Analysis 09/07/2026

European market

Volatility remains in place this week, under the combined effect of geopolitics, weather conditions, the progress of harvests and monthly reports.
On the international scene, the situation in the Middle East has once again caught the attention of the markets. Traffic via the Strait of Hormuz is being questioned, which has naturally supported crude oil prices. This one flirts again with the $75/barrel.
This situation also supports the vegetable oils and, in turn, oilseeds. Like Euronext rapeseed, which was up by €8.75/t on the November contract to trade at €531.75/t.
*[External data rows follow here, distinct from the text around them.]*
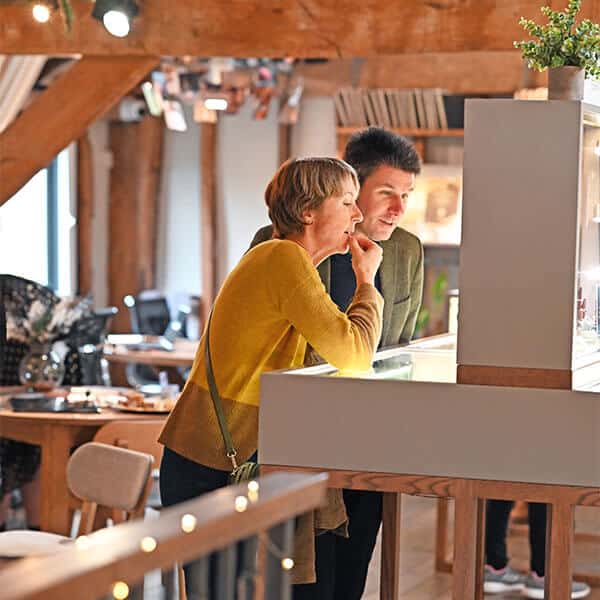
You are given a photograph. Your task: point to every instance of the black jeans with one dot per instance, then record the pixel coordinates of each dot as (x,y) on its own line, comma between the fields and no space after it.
(496,527)
(342,563)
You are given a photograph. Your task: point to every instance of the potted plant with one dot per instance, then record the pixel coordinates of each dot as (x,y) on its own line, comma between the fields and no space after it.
(570,50)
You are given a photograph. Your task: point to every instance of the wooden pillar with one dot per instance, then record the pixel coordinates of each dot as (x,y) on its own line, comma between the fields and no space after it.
(133,211)
(285,142)
(390,548)
(208,214)
(469,524)
(85,215)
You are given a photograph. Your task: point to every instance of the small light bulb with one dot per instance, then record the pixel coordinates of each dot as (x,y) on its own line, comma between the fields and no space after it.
(41,13)
(241,503)
(215,104)
(188,523)
(82,543)
(116,23)
(120,590)
(148,544)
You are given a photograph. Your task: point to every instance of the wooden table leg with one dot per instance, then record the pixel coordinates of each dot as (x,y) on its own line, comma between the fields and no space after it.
(390,548)
(54,492)
(559,551)
(468,544)
(442,564)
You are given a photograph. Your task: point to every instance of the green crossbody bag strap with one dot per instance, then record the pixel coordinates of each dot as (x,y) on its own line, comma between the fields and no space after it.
(214,394)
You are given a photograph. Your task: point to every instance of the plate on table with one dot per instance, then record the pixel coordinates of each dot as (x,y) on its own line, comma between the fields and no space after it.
(140,409)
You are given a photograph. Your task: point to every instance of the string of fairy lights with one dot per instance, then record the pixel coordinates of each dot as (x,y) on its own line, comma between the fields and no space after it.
(188,522)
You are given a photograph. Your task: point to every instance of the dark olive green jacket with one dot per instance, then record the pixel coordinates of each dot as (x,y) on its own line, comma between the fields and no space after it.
(401,274)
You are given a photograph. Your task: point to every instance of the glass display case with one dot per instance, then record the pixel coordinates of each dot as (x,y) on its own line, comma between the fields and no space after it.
(530,253)
(586,344)
(430,359)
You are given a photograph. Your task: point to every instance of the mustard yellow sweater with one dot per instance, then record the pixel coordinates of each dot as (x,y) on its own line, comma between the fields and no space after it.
(269,307)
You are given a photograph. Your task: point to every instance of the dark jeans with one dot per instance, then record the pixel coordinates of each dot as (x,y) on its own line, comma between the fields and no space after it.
(496,527)
(342,563)
(182,479)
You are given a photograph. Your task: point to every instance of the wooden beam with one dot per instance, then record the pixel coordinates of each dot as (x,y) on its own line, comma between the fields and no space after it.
(133,211)
(284,142)
(327,28)
(62,114)
(208,210)
(85,216)
(459,73)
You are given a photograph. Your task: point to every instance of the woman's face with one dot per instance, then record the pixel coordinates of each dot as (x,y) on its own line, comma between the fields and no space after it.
(332,223)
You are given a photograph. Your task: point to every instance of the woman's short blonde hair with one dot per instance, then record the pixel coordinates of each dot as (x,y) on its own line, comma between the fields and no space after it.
(302,184)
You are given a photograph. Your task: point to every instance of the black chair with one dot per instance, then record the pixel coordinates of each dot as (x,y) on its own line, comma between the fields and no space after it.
(150,315)
(84,362)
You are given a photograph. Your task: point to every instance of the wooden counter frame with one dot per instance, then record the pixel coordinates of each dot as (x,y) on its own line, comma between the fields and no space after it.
(469,496)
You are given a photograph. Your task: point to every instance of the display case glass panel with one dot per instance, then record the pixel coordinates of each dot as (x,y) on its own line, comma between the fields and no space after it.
(432,360)
(586,343)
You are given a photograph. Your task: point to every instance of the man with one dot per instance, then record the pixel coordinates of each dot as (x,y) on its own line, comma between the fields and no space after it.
(387,165)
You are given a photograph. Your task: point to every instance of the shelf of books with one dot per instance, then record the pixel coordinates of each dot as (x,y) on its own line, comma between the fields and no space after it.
(414,132)
(411,112)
On this complex, eyes are also turning to sunflower, while the hot temperatures in full bloom are likely to have negative impact. Despite increasing areas in France, the 2026 harvest could be lower than expected earlier.
The harvest of autumn crops continues with a strong persistent heterogeneity on the wheat. However, it remains difficult for prices to take a clear direction while international demand remains particularly timid.
After the surge of recent weeks, corn corrects on Euronext while the situation remains worrying. The weather forecasts are still not reassuring and the yield potentials are deteriorating day after day. The lack of feed could also lead some farmers to review their trade-offs between grain corn and silage corn, which would not be without consequences for the volumes of the 2026-27 season.

American market

New exceptional sales of soybeans destined for China have been identified, with a volumes of 472,000 t  announced yesterday. These purchases are likely to reassure operators, who see it as a sign of compliance with the Sino-American trade agreement concluded earlier in the year. Such volumes come in addition to a still sustained crushing activity, likely to modify the American balance sheet.
The American weather remains closely monitored while corn and soybeans still show good potential. However, the temperatures climb in part of the Corn Belt at the moment when the flowering phase begins. This situation could put an end to the downward seasonality usually observed on corn at this time of the year.
By tomorrow, position adjustments should occur as the USDA will publish its monthly report this Friday. Once again, traders expect changes in the global balance sheet, enough to fuel volatility on the markets.